Madelyn blinked again. “Where am I? What’s going on?”
“I needed to wake you up,” St. George said, “and nothing else was working. So I tried the same thing Stealth did.” He settled on the ground and let her down.
She shook her head and looked at Kennedy and Makana.
He gave her a tight smile. “Wakey-wakey, Corpse Girl,” he said.
“Jerk.” She stuck her tongue out at him and stretched. Then she looked down at her legs and grinned. “Oh, thank God,” said Madelyn. “I can walk again.”
Kennedy crossed to Freedom and checked his pulse. “Is he drugged?” she asked St. George.
He shook his head. “It’s Smith. He messed with all of our minds. They’re in some kind of trance. A dream.” He looked at Madelyn. “Do you remember any of it?”
“Most of it, I think.” Her chalk eyes turned up to the ceiling. “Where are we?”
“The Mount.”
She blinked and glanced over her shoulder. “Really?”
“You just said you remembered most of it.”
“Most of the dream,” she said. Her lips twisted as she looked around the stage. “I can’t remember the last time I was awake.”
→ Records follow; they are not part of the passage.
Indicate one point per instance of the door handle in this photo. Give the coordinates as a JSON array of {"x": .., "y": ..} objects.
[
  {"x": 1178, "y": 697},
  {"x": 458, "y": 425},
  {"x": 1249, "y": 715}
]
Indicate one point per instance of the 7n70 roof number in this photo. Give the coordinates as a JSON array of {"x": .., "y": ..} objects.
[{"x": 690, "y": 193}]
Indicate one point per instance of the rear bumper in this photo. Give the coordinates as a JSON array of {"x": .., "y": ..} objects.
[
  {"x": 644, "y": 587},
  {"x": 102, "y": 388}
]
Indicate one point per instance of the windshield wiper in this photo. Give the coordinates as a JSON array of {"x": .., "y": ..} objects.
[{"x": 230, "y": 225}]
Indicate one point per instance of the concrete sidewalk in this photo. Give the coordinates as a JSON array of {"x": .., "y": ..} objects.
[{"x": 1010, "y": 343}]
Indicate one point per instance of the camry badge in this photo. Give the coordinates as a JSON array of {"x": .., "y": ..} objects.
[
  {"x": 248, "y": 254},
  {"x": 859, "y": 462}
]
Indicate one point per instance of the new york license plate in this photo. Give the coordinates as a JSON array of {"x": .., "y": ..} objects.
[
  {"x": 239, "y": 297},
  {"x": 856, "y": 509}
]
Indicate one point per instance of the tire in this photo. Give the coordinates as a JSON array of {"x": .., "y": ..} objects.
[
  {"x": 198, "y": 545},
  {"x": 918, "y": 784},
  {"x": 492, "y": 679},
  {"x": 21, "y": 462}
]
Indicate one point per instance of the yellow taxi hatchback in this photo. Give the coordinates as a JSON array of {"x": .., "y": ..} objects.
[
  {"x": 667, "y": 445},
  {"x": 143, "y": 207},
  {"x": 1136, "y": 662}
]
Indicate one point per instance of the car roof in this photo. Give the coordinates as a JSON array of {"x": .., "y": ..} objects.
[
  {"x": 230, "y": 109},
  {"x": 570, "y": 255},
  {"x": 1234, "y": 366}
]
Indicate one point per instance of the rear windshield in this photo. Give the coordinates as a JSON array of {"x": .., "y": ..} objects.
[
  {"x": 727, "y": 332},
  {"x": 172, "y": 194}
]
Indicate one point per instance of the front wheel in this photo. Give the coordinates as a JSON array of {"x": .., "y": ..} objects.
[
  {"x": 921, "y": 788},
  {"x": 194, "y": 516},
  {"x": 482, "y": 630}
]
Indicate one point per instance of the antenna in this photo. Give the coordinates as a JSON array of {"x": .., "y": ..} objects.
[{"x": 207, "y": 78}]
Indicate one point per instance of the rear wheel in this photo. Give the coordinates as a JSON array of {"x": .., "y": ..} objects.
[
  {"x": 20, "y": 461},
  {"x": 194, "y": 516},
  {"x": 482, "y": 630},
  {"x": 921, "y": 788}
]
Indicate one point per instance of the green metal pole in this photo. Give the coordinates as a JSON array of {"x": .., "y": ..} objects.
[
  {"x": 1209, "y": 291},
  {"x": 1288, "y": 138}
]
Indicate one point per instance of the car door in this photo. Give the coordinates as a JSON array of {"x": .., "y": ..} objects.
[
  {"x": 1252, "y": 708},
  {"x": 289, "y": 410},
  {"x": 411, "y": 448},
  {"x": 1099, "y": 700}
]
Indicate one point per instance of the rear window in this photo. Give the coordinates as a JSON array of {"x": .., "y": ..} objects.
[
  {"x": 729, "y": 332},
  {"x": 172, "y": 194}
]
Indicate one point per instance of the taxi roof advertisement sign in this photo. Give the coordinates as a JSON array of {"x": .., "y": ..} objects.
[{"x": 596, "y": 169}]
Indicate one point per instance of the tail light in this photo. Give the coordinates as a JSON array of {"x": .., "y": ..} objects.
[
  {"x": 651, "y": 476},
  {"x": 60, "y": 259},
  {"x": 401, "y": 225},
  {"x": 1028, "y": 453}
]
St. George took a few steps toward the door. “Try to wake up everyone else,” he said. “Use bright light or buckets of water or something. Try to get them oriented when they wake up.”
“Where are you going?” asked Kennedy.
“To find Agent Smith.”
“But we don’t know where he is,” said Madelyn.
“He’ll be where he always is,” said St. George. “Behind the scenes. I’m going to go talk to the mayor.”
St. George stepped out of Stage 32 and hurled himself up into the air. His shoulders buzzed with the sensation of flight. He shot up above the buildings, into the sky, and hovered there for a moment.
The Mount was stretched out below him. Straight ahead was the water tower, off to his left were the facades of New York Street. Los Angeles spread out past the studio walls on all sides. He could see hundreds, maybe thousands, of people—living people—walking in the streets and between buildings. Off in the distance he could see the Big Wall, with dozens of tiny guards walking along the top.